In 1941, Eisenstein was commissioned to do an even larger historic epic, a three-part film glorifying the psychopathic and murderous 16th-century Russian czar, Ivan the Terrible. The first, "Ivan the Terrible, Part I" (1944), was an enormous success and Eisenstein was awarded the Stalin Prize, thanks to his depiction of Ivan as a national hero. But once again, he ran into political censorship with "Ivan the Terrible, Part II" (1946), which portrayed the czar as a bloodthirsty tyrant and the unmistakable predecessor of Stalin. Naturally, "Part II" was banned and the footage of "Part III" destroyed. Meanwhile, Eisenstein was hospitalized with a heart attack, but he soon recovered and petitioned Stalin to be allowed to revise "Part II" as the bureaucracy saw fit. He was summarily dismissed. But that mattered little, since Eisenstein was too weak to resume shooting anyway. He died on Feb. 11, 1948 from a second heart attack, surrounded by unfinished theoretical works and plans for new films. He was 50 years old. A decade later, "Ivan the Terrible Part II" was shown for the first time on the 60th anniversary of his birth. In 1988, at the international symposium at Oxford marking Eisenstein's 90th anniversary, Naum Kleiman, the director of the Eisenstein Museum in Moscow, showed a scene from "Part III" that managed to survive. In it, Ivan interrogates a foreign mercenary in a manner resembling one of Stalin's secret police.

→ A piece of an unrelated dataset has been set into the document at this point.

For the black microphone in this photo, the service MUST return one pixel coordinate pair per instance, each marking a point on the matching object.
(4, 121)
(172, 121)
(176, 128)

With the abundance of literature on Stalin's crimes later available even in the waning years of the Soviet Union, the significance of "Ivan the Terrible Part II" as a document of its tragic time has diminished, but as a work of art it was still significant. In his last completed film, Eisenstein achieved what he had dreamt of since 1928 when he saw a Kabuki troupe performance: the total synthesis of gesture, sound, costume, sets and color into one powerful, polyphonic experience. Both "Nevsky" and "Walkure" were steps in that direction, but only the celebrated danse macabre of Ivan's henchmen came close to the synthesis of the arts which haunted artists for ages. Eisenstein's death prevented him from summing up his theoretical views in the areas of the psychology of creativity, the anthropology of art and semiotics. Although not many filmmakers followed Eisenstein the director, his essays on the nature of film art were translated into several languages and studied by scholars of many nations. Soviet scholars published a six-volume set of his selected works in the 1960s, while in 1988, a new English-language edition of his writings was published.